Чтобы найти на Москве стрельца, нет нужды искать его в приказе – стрелецкие караулы стоят вокруг Кремля, у всех лестниц и ворот, на стенах и башнях. И не может же князь Черкасский, сидя в каменных приказных палатах, знать в лицо каждого забулдыжного стрельца. Стало быть, нужен любой стрелецкий караул – молодцы подскажут, где искать этого Павлика Бусурмана. Вряд ли человек, которого употребляют для дел Земского приказа, служит в Стремянном полку, охраняющем государя. Хотя всякое может быть.

Стрельцы у Никольских ворот сразу поняли, о ком речь, но как-то подозрительно засмеялись. Искать Павлика посоветовали в кабаке – в любом, их возле каменных Рядов немало.

Павлик оказался тонким, черноволосым, черноглазым, брови – вразлет, и, ежели сбрить бородку, так от красивой девки не отличить. Сказывалась черкесская кровь. И Чекмай знал, откуда на Москве такие бусурманские красавцы.

Семьдесят три года назад царь Иван, овдовев, взял за себя черкесскую княжну Кученей. Ее покрестили в память Марии Магдалины. Как он жил с этой Марьей Темрюковной – передавали разное, и даже такое, что срам выговорить. Разумеется, вместе с княжной приехала ее родня. Марья Темрюковна умерла – а родня так и осталась на Москве. Один из её племянников – Хорошай-мурза, во святом крещении Борис Камбулатович, ухитрился понравиться Никите Романовичу Захарьину, отцу нынешнего патриарха Филарета, тогда еще – Федора, да так, что за него отдали Марфу – родную сестру Филарета. Сейчас их сын Иван возглавил Стрелецкий приказ. Надо полагать, он мог бы покровительствовать Павлику Бусурману…

Этого человека Чекмай и Гаврила вывели из кабака. Был он простоволос, в одной рубахе, в портах столь изгвазданных, как будто ими Ивановскую площадь мыли, но – со стрелецкой берендейкой поперек груди. Ругался он гнилыми словами и даже князя Черкасского честил неудобь сказуемо.

– Как быть? – спросил Гаврила.

– Как, как… Идем к реке.

На берегу кипела жизнь – солнечный день выманил туда ребятишек, отважно шлепавших босиком по узкой полоске мелководья, и баб-мовниц с корзинами белья.

Чекмай разжился у толстой портомои ведром и вылил холодную воду на голову своей находке, при этом Гаврила держал Бусурмана в согбенном положении – чтобы его одежку не замочить.

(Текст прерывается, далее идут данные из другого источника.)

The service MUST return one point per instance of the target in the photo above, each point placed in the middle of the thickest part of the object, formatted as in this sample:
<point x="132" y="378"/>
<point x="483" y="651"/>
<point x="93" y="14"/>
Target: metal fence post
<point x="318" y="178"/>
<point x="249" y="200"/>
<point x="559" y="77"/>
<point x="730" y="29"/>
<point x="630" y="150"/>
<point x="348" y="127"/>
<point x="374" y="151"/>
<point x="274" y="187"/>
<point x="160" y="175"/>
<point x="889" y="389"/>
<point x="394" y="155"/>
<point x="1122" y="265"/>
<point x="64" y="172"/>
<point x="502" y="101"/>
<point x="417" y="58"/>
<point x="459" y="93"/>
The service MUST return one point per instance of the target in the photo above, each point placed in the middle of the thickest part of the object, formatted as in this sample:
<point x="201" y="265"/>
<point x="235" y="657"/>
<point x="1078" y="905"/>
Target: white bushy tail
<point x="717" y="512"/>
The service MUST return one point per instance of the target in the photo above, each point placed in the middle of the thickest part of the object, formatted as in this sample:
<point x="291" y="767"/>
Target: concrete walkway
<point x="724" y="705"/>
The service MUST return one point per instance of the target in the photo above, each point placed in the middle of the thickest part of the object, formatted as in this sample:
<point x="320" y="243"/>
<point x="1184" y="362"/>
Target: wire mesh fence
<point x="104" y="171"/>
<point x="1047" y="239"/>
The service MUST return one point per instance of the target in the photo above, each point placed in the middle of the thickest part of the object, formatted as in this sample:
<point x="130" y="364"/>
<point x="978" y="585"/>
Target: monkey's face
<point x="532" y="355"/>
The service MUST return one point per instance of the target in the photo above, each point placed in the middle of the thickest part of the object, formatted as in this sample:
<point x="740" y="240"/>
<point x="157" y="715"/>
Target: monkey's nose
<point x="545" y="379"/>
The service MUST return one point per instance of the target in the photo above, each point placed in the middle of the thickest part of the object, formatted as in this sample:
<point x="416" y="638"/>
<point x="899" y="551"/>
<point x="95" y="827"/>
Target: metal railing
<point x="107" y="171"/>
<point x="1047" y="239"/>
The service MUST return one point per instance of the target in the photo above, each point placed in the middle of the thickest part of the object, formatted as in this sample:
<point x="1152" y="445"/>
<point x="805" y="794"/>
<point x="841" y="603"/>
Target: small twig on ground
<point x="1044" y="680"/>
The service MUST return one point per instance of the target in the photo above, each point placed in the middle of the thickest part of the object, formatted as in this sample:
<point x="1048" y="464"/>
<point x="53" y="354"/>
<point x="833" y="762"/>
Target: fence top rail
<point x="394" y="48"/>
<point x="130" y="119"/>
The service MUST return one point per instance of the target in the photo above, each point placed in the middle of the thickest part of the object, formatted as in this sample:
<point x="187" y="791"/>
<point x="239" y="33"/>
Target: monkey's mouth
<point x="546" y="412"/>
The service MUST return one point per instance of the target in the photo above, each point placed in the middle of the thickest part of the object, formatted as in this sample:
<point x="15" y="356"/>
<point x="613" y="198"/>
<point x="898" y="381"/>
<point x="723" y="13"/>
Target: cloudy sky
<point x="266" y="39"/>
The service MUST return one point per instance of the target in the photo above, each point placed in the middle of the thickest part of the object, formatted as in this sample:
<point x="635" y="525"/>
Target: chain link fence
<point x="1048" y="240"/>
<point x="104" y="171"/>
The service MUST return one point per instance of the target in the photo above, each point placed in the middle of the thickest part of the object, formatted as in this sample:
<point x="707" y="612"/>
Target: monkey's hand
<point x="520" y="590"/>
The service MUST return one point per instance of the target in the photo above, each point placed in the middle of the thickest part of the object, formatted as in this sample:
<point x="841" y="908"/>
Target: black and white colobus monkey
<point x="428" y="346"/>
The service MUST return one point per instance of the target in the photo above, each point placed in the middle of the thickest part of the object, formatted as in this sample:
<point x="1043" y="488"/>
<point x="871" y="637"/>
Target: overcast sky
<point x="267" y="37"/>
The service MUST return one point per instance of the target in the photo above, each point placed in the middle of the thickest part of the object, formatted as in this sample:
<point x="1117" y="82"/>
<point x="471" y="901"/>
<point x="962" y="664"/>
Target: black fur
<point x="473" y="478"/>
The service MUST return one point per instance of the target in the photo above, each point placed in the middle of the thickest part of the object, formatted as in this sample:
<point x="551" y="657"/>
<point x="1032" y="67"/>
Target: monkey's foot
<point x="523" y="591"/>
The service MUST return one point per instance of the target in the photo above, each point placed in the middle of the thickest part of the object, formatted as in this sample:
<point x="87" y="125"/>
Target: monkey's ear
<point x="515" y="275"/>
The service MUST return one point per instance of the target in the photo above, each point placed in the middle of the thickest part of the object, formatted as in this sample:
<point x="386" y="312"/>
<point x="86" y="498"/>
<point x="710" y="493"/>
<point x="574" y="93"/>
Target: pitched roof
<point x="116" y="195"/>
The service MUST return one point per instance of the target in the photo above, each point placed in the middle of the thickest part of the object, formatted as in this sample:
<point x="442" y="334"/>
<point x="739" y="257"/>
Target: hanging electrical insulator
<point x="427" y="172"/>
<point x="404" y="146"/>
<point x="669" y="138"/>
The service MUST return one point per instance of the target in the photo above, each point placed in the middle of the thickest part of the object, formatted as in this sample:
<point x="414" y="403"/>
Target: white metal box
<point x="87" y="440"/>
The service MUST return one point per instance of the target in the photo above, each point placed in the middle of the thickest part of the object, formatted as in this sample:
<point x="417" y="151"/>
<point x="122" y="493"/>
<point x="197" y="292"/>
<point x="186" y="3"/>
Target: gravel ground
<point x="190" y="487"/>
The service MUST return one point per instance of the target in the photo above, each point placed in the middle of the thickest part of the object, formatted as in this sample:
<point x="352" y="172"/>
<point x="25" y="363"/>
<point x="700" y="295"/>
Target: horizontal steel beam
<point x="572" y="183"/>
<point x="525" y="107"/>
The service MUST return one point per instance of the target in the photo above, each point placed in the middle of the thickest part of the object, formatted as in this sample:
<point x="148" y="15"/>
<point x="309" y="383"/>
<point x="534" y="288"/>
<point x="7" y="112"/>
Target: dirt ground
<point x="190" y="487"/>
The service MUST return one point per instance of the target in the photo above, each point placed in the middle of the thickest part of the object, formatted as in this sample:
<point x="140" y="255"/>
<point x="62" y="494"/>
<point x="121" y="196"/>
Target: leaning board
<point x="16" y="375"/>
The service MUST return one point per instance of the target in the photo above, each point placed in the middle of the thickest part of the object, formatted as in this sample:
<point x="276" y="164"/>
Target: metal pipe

Павлик заорал благим матом, но в голове у него явственно просветлело.

Он сорвал в себя рубаху вместе с берендейкой, яростно растер голову и шею, мгновение подумал – и швырнул рубаху в реку. Тут же задравшая подол и забежавшая по колено в воду баба подхватила ее, вытащила и пошлепала прочь от безумца.

– Не отдаст, зубами вцепится, а не отдаст, – заметил Гаврила.

– Ну и леший с ней, – сказал Павлик. – Не буду бегать за всякой дурой!

И лихо подбоченился.

– Ежели вся наша добыча будет такова… – Чекмай не завершил мысль, но Гаврила его понял.

– Дядька Чекмай, он так – не от хорошей жизни.

– Дурак нам не надобен.

Думая, какое тут можно принять решение, Чекмай глядел на реку. По реке тащилась большая плоскодонка, груженая белым камнем так, что вода достигала самого края бортов; камень везли для строительства богатой усадьбы. Это был последний за весну груз такого рода – местные крестьяне трудились в штольнях зимой, до начала полевых работ, и все, что было выработано, уже попало в руки каменщикам, строящим новую Москву.